We had no occasion in Simonoff to decide the question presented here, since a federal courthouse was in fact located in the county designated by the parties. Given our emphasis in Simonoff on the location where a federal court sits, however, we think the answer to the question before us is straightforward: An agreement limiting venue for litigation to a particular county unambiguously prohibits litigation in federal court when there is no federal courthouse located in the designated county. The clear import of the venue-selection clause at issue in this case was to ensure that any litigation arising out of the contracts would take place within the geographic boundaries of Linn County. If the case proceeded in federal court, litigation would instead occur in Lane County. Thus, permitting CH2M to remove the case to federal court would violate the plain terms of the parties’ agreement.

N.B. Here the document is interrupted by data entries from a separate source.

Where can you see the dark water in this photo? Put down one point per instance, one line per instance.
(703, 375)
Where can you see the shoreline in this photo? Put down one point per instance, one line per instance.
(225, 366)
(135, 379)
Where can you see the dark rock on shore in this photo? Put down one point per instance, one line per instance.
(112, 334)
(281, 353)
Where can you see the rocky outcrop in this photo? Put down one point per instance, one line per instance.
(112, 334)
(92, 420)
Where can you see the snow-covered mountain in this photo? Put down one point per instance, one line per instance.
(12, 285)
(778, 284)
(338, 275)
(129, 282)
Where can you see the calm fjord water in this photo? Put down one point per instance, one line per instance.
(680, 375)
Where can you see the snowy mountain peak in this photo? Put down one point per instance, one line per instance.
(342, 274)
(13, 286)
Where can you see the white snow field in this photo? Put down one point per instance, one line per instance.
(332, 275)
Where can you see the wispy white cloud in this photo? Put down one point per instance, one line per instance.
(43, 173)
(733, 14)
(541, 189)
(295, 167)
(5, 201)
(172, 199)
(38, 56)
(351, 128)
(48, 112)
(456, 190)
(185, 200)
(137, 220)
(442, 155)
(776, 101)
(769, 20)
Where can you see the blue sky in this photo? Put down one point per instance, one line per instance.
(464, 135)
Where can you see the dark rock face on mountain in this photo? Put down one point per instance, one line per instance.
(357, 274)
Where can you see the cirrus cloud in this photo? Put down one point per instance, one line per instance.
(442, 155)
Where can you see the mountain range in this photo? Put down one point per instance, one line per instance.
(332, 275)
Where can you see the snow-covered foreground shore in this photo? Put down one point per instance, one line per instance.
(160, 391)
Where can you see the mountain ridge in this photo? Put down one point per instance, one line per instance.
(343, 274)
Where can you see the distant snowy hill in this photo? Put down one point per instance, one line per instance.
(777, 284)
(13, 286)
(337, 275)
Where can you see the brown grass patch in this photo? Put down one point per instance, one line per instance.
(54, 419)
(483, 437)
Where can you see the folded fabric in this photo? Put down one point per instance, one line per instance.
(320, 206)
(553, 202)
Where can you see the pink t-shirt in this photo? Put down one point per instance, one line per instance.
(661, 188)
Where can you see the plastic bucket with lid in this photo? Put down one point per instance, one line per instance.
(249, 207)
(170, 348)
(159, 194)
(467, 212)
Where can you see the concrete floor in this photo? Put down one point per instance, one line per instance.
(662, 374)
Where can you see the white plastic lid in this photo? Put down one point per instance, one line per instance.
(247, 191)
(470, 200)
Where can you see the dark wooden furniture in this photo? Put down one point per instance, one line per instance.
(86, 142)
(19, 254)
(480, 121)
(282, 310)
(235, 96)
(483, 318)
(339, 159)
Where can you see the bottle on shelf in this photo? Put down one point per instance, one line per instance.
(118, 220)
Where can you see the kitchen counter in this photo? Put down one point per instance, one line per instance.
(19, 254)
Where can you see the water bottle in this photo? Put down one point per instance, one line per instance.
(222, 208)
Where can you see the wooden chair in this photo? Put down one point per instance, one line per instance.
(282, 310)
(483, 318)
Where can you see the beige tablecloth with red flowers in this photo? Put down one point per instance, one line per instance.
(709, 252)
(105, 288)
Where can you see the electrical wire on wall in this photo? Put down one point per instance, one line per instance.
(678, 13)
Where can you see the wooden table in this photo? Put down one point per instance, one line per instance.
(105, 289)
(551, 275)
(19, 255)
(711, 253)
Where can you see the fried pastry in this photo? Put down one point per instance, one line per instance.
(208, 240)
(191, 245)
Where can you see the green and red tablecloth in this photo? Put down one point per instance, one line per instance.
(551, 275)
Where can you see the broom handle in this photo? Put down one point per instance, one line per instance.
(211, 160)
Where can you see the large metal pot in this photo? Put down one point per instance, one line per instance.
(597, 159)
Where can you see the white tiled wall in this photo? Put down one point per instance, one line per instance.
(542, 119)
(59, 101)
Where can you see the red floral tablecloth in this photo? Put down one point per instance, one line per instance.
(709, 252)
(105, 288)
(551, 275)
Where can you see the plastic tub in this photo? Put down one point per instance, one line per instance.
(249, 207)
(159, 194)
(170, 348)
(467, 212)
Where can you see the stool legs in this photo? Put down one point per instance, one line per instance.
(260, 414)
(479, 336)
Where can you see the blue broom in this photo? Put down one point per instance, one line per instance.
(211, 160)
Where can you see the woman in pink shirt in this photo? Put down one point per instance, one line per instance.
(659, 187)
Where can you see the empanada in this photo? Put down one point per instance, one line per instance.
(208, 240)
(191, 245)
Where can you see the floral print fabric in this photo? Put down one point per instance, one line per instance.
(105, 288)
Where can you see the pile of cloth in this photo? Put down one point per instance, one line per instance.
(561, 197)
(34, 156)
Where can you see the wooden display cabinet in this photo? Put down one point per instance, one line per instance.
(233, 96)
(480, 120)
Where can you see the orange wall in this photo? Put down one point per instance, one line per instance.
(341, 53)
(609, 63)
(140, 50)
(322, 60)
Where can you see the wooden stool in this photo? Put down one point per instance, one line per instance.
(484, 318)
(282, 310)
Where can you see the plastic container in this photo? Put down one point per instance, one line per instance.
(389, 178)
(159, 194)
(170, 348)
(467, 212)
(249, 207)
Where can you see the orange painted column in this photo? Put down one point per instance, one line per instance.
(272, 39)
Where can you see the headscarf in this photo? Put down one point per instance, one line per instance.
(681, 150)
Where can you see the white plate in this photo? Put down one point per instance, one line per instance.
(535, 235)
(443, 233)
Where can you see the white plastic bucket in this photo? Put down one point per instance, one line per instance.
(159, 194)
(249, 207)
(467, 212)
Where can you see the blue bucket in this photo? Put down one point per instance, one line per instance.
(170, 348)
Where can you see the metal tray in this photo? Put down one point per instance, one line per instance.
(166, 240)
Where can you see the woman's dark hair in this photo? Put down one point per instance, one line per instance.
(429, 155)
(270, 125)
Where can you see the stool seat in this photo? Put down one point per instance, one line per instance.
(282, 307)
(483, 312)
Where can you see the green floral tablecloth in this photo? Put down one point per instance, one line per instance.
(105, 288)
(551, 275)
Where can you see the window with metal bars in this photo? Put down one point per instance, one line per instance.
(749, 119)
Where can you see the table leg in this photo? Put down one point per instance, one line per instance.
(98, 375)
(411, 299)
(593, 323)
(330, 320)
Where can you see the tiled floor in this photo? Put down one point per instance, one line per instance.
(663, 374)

Our holding is in accord with decisions of the Second and Fourth Circuits. Faced with similar venue-selection clauses and the absence of a federal courthouse in the county designated by the parties, those circuits also held that litigation in federal court was unambiguously barred. Bartels v. Saber Healthcare Group, LLC , 880 F.3d 668, 674 (4th Cir. 2018) ; Yakin v. Tyler Hill Corp. , 566 F.3d 72, 76 (2d Cir. 2009). In Yakin , the Second Circuit so held even though there was a federal courthouse in the designated county at the time of the parties’ agreement; by the time the plaintiff brought suit, though, the courthouse had closed. See Yakin , 566 F.3d at 74. The Second Circuit’s holding illustrates that the effect of a venue-selection clause providing for litigation "in" a particular county is to ensure that litigation occurs within the geographic boundaries of that county—nothing more, nothing less.
In short, the venue-selection clause at issue here precludes litigation in federal court because no federal courthouse is located in Linn County. Accordingly, the only way to effectuate the parties’ agreement is to limit venue for litigation to the state court in Linn County.